Performance ratings can often have a large impact on an employee’s rate of pay and/or bonus compensation. However, for many companies, performance ratings are discretionary, given by managers without specific guidelines or training to follow and without many (or any) checks and balances. In addition, considerations regarding leveling of job descriptions, both at the time of hire and as employees matriculate, may impact performance ratings. Because the results of a pay audit are only as good as the data inputs, it makes sense to take a closer look at how the underlying data comes to be.

Another important factor to consider is how bias may be embedded in a company’s systems and processes, thereby creating structural barriers to equal opportunity and fair pay. Although it is widely recognized that we all possess our own unconscious or implicit biases, described by psychologists as thoughts and feelings outside of our conscious awareness that our brain uses as information-processing shortcuts; the concern is when these shortcuts are both inaccurate and influence our behavior. Performance management is one critical place to examine the impact of bias in the workplace to ensure that biased performance reviews are not impacting the way people are compensated.

Performance Review Audits — How They Work

At a high level, a performance review audit in partnership with legal counsel looks similar to a pay equity audit, only, instead of pay, it examines how performance ratings differ amongst protected categories of employees. After controlling for legitimate, non-discriminatory factors, the next step is to dive into any unexplained disparities, before setting compensation for that particular pay or bonus cycle. This does mean adding in time to review the results of the analysis under privilege and remediate any outlier performance reviews that cannot be explained.

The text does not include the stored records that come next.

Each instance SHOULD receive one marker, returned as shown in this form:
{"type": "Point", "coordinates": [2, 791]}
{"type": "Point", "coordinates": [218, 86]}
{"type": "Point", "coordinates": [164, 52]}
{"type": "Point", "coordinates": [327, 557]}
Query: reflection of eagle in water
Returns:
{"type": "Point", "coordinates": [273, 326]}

Equalizing Performance Management — 5 Quick Tips

  1. Ensure that comparable data is drawn for all employees; rely on multisource feedback with real-time data.
  2. Check to be sure goals are set at the same level of difficulty for people doing similar jobs. Define specific criteria up front what successful or excellent performance will look like for each goal. Calibrate goals across managers to support equitable evaluations across employees in similar roles and to set expectations on what different levels of accomplishments would look like.
  3. Be wary of “open box” questions. “The trouble is, when the context and criteria for making evaluations are ambiguous, bias is more prevalent. As many studies have shown, without structure, people are more likely to rely on gender, race, and other stereotypes when making decisions – instead of thoughtfully constructing assessments using agreed-upon processes and criteria that are consistently applied across all employees.” (“Why Most Performance Evaluations Are Biased, and How to Fix Them,” Harvard Business Review. Read more here.) Instead, try to require more specific and evidence-based feedback.
  4. Time your unconscious bias training close to performance review seasons, or provide refresher courses at the commencement of the rating season.
  5. Partner with counsel to proactively and regularly audit performance ratings under privilege.